Il faut donc vraiment se donner un délai supplémentaire pour négocier les APE, tenir compte du fait que tous les pays ACP ne sont pas en mesure de signer ces accords au même moment et prévoir des mesures transitoires sur une vingtaine d'années.

L'objectif de l'accord de Cotonou est-il le développement ou simplement la réciprocité dans l'ouverture des marchés ? Ces APE, qui sont aujourd'hui au coeur de la relation Union européenne-ACP, ne doivent pas s'inscrire dans une optique économique purement libérale, mais dans une perspective progressiste visant le développement.

Dans le même sens, permettez-moi de souligner également, au nom de notre collègue Jacques Gillot - celui-ci, pensant ne pas être en mesure d'assister à cette séance, m'avait chargée d'être son porte-parole, mais je salue sa présence inespérée dans l'hémicycle -, les inquiétudes des départements d'outre-mer.

En effet, la perspective de l'entrée en vigueur des nouvelles règles applicables au sucre en 2009, combinée aux APE, suscite un certain pessimisme.

Certes, les APE seraient une bonne chose s'ils permettaient, par le biais du CARIFORUM, le forum des États ACP des Caraïbes, dont les négociations sont très avancées, une meilleure intégration des départements français d'Amérique dans la Caraïbe, mais, malheureusement, nos départements de la Caraïbe n'en sont pas membres.

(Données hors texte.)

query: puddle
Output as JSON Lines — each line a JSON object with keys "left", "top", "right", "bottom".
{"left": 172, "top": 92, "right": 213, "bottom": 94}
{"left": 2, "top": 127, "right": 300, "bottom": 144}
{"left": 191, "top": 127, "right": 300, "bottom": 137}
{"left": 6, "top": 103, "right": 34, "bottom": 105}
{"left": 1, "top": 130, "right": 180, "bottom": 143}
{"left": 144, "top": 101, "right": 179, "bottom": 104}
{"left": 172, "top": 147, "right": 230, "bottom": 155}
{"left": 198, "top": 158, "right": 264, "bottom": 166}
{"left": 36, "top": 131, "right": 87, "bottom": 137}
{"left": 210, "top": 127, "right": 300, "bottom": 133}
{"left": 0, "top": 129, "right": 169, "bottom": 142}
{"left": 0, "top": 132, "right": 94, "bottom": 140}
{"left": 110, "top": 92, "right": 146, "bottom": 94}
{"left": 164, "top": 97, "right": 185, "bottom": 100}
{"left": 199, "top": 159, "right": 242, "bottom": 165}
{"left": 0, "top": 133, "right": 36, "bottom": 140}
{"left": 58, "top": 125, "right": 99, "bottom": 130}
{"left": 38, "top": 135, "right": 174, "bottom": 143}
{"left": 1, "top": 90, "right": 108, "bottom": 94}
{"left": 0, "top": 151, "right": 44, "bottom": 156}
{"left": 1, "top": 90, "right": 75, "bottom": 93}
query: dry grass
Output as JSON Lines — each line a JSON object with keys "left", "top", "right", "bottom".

Il n'en demeure pas moins que l'ouverture selon le principe quota-free/duty-free des marchés européens aux productions de bananes et de sucre des pays ACP mettra les DOM en situation de forte concurrence. Or on sait que ces productions sont vitales pour les économies domiennes.

J'attire également votre attention sur la question de l'octroi de mer. Il est vrai que la Commission européenne a refusé jusqu'ici de le faire figurer à la table des négociations. Mais qu'adviendra-t-il si les pays ACP exigent qu'il y figure ? J'ai parlé de la relation de confiance avec les pays ACP. Or ils peuvent en effet voir dans l'octroi de mer un élément de concurrence déloyale. La France contribuera-t-elle à changer cette politique de la Commission européenne et à l'engager à revenir aux principes fondateurs ?

Les principaux objectifs de l'accord doivent être la réduction et, à terme, l'éradication de la pauvreté, ainsi que l'intégration progressive des États d'Afrique, des Caraïbes et du Pacifique dans l'économie mondiale, en situation d'égalité, tout en respectant les objectifs du développement durable.

Je le dis aussi au nom de mon collègue Jacques Gillot : nous voudrions être sûrs en votant ces textes que ces principes seront respectés.

Nous nous inquiétons toutefois de ce que la politique actuelle du Gouvernement, loin d'incarner une quelconque « rupture », semble mettre allègrement ses pas dans ceux de la vieille politique africaine de la France, sans vouloir tirer les conséquences des erreurs du passé et des changements survenus depuis dix ans sur le continent africain.

L'engagement de l'ancien Président de la République, M. Chirac, concernant l'aide publique au développement ne sera pas tenu, ni aujourd'hui ni demain, puisque le projet de budget pour 2008 n'apporte pas d'augmentation de la part française d'aide au développement - vous avez dit devant la commission des affaires étrangères, monsieur le secrétaire d'État, que nous faisions une « pause » cette année : admirable euphémisme ! - et qu'aucune mesure financière n'est prévue pour les prochaines années en substitution de la clôture des opérations d'annulation de la dette.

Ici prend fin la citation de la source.